Hi Readers! My name is Barry Zhang. My background is a bit hard to follow, so I'll blow by it quickly so you can get to the business school stuff you really want to hear about. I was born in China in a village with the honor of being in the third poorest province on the mainland. I moved to upstate New York when I was six years old. I grew up not knowing much about my own heritage or ethnicity. My parents were busy putting food on the table, not teaching me Chinese lion dancing. I was one of only two Asians in my school, so in many ways, I knew more about being a Jew or a Puerto Rican than I did about being a Chino.
When I went to Yale, my eyes saw for the first time that Asian Americans could be integrated, leading members of society. That's when I realized I had a wide-open chance to see what I could achieve in life. I have since worked at the White House, on Wall Street for a large investment bank, and most recently, I spent two years in Boulder, Colorado, working in a telecom company's acquisitions group.
Admittedly, the early part of my life not to make myself sound like Hemingway in his autumn years was geared towards collecting trophies. I wanted to be the best at whatever field I chose so naturally that meant seeing what metal the best were made of! Once I had Yale and Oxford schoolings behind me, I had so many options open to me, and so few impediments. My self-confidence was flying high.

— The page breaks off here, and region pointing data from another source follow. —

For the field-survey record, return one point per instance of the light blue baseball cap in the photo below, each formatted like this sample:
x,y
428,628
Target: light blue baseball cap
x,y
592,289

So I applied to business schools with the same mentality. Harvard, Stanford I am ready to accept your offer! I always knew I wanted an MBA to increase my attractiveness to future employers (or at least not take second fiddle to MBAs when promotions get handed out) and to meet cool people, like I did at Yale. But wait! I applied in 2001. The economy nose-dived. MBA applications soared. I had just finished my investment banking analyst program and was ready to move on to business school, but things didn't work out as planned.
What happened!?! I did a lot of thinking about what went wrong putting on my crime scene investigator hat. My impeccable resume had also put me smack center of the largest segment of applicants: former investment banking analysts. We were a dime a dozen during the frenetic hiring days of the Internet age. Now, we were fallen pennies from heaven seeking by the thousands to avoid blemishes on our resumes. The top business schools were our refuge. Of course, business schools could accommodate some but not all. They have their own criteria for professional, ethnic, and geographic diversity to maintain.
I was swimming in self-doubt after rejection from business schools. I had worked hard in banking because I thought it would open doors for me not close them. It took months to even figure out my next step, because I was so used to doing what my peers did. Now, "my crowd" had left me behind.
I found solace in speaking with an old mentor at Salomon. He said most people himself included have two to three periods of extended unemployment in their lives. Those periods are unnerving but also can help you mature faster as a well-rounded professional.
He was right. I realized that our demand-supply driven economy does not reward those who move in herds. It rewards those that are unique, that take individual paths, and that are able to ignore condescension from peers for doing so. Just look at the people that did get into business school when I didn't. Sure there were bankers and consultants, but there were also corporate managers and nonprofit people that many of my classmates looked down upon in college. The latter failed to land the high paying Wall Street jobs. But the joke was on me. They worked half the hours I did, had time for friends and hobbies, and now they were going on to business school.
So, I decided to follow passions I had for telecom and M&A. I moved to Boulder as far as you can get from "my crowd" in New York City and the Bay Area. I found my work much more rewarding. The better lifestyle even allowed me to maintain a long-distance relationship with a girl I had met in Palo Alto while I was unemployed. Ironically, it was easier to fly every two weekends to see my girlfriend now than to be in a local relationship during banking.